Serangkaian pemberedelan itu mengembalikan ingatan kita pada masa Orde Baru. Saat itu, segala lini kehidupan serba-diawasi dan peredaran karya-karya seni dikontrol rezim. Akhirnya, perkembangan kesenian di Indonesia berjalan jumud. Wajar jika pencekalan lagu “Bayar Bayar Bayar” Sukatani dan pembatalan pameran Yos Suprapto menerima respons keras masyarakat, terutama dari para pekerja seni. Mereka khawatir sejarah suram kesenian di Indonesia terulang kembali.
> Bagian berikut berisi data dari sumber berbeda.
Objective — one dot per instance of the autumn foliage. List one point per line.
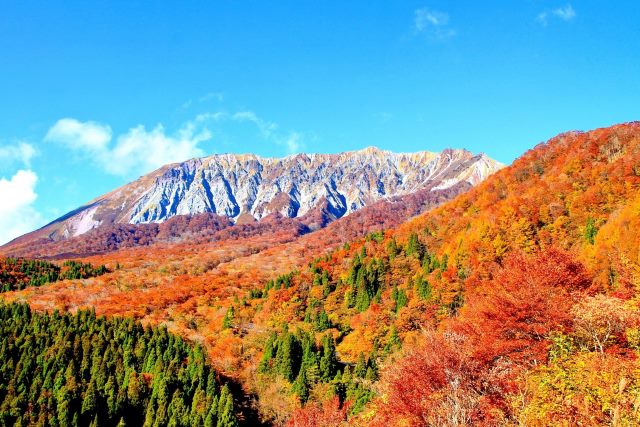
(516, 303)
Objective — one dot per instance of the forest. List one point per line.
(515, 303)
(18, 273)
(81, 370)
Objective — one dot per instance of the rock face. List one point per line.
(248, 187)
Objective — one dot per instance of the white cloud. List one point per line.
(566, 13)
(269, 131)
(140, 150)
(17, 214)
(432, 22)
(137, 151)
(80, 135)
(265, 127)
(21, 152)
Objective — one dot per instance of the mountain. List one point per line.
(245, 188)
(516, 302)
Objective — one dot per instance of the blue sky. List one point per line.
(94, 94)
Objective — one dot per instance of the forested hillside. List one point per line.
(516, 303)
(82, 370)
(19, 273)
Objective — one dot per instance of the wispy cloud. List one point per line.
(141, 150)
(20, 152)
(433, 23)
(270, 131)
(135, 152)
(211, 96)
(566, 13)
(17, 213)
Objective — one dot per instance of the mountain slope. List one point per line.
(471, 312)
(246, 188)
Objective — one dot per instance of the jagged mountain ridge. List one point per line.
(248, 187)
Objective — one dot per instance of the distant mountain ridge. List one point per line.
(248, 188)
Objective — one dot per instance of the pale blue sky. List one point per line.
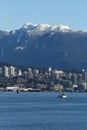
(15, 13)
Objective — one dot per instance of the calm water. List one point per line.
(42, 111)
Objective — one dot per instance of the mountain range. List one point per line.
(43, 45)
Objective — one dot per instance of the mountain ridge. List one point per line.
(44, 45)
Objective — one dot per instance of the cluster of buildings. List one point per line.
(32, 79)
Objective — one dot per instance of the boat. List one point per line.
(17, 90)
(62, 95)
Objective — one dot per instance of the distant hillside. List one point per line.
(44, 45)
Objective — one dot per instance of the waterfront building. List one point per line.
(12, 70)
(6, 71)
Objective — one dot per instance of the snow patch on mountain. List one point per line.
(20, 48)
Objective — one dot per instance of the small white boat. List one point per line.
(62, 95)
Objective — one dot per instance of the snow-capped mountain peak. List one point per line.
(62, 28)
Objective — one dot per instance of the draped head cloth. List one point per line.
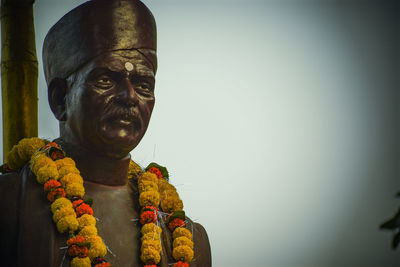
(94, 28)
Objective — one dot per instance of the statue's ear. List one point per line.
(57, 96)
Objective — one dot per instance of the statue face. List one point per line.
(109, 103)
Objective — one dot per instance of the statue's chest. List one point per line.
(117, 214)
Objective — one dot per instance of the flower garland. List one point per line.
(64, 188)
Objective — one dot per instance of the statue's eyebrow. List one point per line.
(103, 70)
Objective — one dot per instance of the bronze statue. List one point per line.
(100, 64)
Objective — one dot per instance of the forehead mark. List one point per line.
(128, 66)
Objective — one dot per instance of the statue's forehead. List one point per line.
(124, 60)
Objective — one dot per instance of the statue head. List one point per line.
(100, 63)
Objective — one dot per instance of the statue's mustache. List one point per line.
(114, 110)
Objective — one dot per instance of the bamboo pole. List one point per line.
(19, 72)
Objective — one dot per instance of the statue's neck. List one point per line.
(95, 168)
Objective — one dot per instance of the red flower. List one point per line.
(181, 264)
(77, 246)
(148, 217)
(100, 262)
(83, 209)
(156, 171)
(177, 222)
(50, 184)
(78, 251)
(55, 193)
(56, 154)
(76, 203)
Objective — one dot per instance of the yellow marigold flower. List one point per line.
(46, 173)
(97, 247)
(181, 231)
(63, 212)
(68, 223)
(182, 241)
(60, 203)
(94, 240)
(38, 160)
(65, 162)
(71, 178)
(75, 189)
(163, 185)
(27, 146)
(64, 170)
(13, 160)
(151, 236)
(86, 220)
(149, 254)
(170, 201)
(81, 262)
(148, 176)
(183, 253)
(153, 244)
(133, 169)
(150, 228)
(147, 197)
(147, 186)
(88, 230)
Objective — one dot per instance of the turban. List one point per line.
(94, 28)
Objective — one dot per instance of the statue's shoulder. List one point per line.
(202, 247)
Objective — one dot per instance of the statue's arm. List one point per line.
(202, 249)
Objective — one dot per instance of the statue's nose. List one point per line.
(127, 94)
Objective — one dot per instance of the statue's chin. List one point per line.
(118, 141)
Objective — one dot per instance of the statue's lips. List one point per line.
(124, 121)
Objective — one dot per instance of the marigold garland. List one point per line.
(63, 184)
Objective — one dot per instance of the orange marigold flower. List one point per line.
(181, 264)
(50, 184)
(52, 144)
(83, 209)
(148, 217)
(156, 171)
(77, 246)
(56, 193)
(177, 222)
(78, 251)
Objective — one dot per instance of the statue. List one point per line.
(100, 64)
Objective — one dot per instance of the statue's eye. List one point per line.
(143, 86)
(104, 81)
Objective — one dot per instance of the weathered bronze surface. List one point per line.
(100, 64)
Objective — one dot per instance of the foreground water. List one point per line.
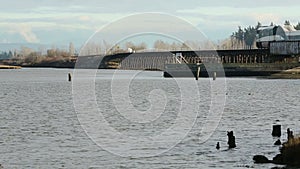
(39, 127)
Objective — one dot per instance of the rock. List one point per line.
(277, 143)
(278, 159)
(260, 159)
(231, 139)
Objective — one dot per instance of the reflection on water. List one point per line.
(39, 127)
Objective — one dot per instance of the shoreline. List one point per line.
(9, 67)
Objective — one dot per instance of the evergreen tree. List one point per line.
(297, 27)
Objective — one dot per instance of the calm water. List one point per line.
(39, 127)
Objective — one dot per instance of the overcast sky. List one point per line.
(64, 21)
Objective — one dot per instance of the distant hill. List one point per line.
(17, 46)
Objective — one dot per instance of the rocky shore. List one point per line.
(289, 154)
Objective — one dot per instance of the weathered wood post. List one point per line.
(215, 76)
(69, 77)
(198, 71)
(276, 130)
(231, 140)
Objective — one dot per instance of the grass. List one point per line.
(290, 151)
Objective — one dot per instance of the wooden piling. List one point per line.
(215, 76)
(198, 71)
(69, 77)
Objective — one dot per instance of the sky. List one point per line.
(58, 22)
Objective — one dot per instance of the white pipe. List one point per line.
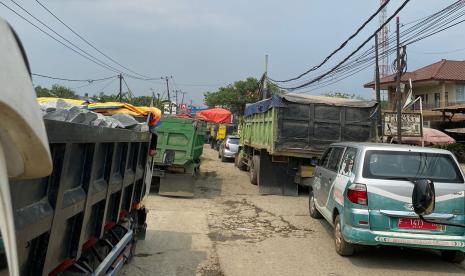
(7, 224)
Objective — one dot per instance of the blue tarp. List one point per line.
(263, 105)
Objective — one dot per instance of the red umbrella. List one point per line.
(216, 115)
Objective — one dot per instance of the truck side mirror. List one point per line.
(24, 150)
(423, 197)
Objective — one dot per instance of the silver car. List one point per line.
(228, 148)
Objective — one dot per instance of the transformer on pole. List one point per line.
(383, 43)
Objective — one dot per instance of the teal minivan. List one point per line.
(364, 190)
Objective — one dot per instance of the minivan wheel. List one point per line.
(343, 248)
(453, 256)
(311, 206)
(254, 168)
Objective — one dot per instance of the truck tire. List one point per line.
(255, 169)
(311, 206)
(240, 162)
(343, 248)
(155, 185)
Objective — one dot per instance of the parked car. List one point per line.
(364, 190)
(228, 148)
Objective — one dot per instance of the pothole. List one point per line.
(242, 220)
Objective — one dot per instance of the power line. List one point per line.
(354, 52)
(65, 39)
(75, 80)
(106, 85)
(440, 52)
(341, 46)
(86, 41)
(366, 59)
(79, 50)
(54, 38)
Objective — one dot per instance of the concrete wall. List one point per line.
(431, 90)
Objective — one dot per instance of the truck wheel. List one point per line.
(453, 256)
(311, 206)
(255, 169)
(343, 248)
(155, 185)
(237, 160)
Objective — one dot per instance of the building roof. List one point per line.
(443, 70)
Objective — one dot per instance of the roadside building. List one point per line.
(440, 85)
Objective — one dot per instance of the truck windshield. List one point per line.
(411, 165)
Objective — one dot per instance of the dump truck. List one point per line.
(219, 132)
(283, 137)
(86, 216)
(177, 161)
(71, 193)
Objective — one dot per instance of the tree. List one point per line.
(235, 96)
(58, 91)
(343, 95)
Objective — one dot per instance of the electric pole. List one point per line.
(120, 95)
(177, 104)
(398, 80)
(265, 79)
(168, 92)
(182, 99)
(378, 89)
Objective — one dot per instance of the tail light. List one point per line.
(357, 193)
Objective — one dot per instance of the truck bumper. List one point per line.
(368, 237)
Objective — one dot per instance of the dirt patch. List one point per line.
(242, 220)
(211, 266)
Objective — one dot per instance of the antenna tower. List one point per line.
(383, 43)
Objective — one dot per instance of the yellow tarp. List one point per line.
(45, 100)
(116, 107)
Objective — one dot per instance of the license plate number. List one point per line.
(417, 224)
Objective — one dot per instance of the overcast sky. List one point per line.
(207, 44)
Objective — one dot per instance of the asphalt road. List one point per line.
(229, 229)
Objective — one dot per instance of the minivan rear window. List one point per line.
(234, 141)
(381, 164)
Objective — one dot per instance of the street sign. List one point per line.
(411, 124)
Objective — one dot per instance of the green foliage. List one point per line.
(456, 148)
(343, 95)
(235, 96)
(56, 91)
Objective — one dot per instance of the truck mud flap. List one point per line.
(274, 179)
(179, 185)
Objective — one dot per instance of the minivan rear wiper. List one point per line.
(410, 179)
Jauh sebelum Lekra mendeklarasikan manifesto seni untuk rakyat dan politik sebagai panglima, Horatius telah mencatat bahwa karya sastra juga mengemban tugas utile—selain fungsi dulce. Sastra pada khususnya dan seni pada umumnya haruslah “bermanfaat”, di samping “menyenangkan”. Namun, ahli sastra yang hidup pada abad pertama sebelum masehi itu tak menjelaskan lebih jauh pembagian porsi kedua perkara tersebut. Mungkin ia tahu, zaman segera bergegas dan dinamika kemanusiaan akan semakin kompleks.
Tak ada pakem terkait porsi dulce dan utile. Keduanya lentur dan akan menyesuaikan diri dengan kondisi di mana sebuah karya lahir. Dalam situasi sosial adem ayem dengan pemimpin yang becus, seniman cenderung punya banyak waktu bereksperimen dengan karya seni sehingga aspek dulce akan menonjol. Sementara itu, karya seni yang lahir dari kondisi carut-marut seperti Indonesia saat ini, sisi kritik kesenian lebih mendesak untuk dipajankan.
Barangkali, pada akhirnya karya seni harus menyambut takdirnya sebagai juru selamat rakyat Indonesia yang kini tengah bertekuk lutut di bawah langit kalabendu. Dengan spirit kritik yang laten dalam karya seni itulah, para seniman Indonesia berduyun-duyun melancarkan kecamanan terhadap pemerintah. Bisakah sikap tersebut dibaca sebagai kata lain antinasionalisme? Andai negara tak salah memahami reaksi khalayak, mungkin Bahlil urung melontarkan omong-kosong tentang jiwa nasionalisme masyarakat Indonesia.
Ikrar Izzul Haq adalah pembaca sastra.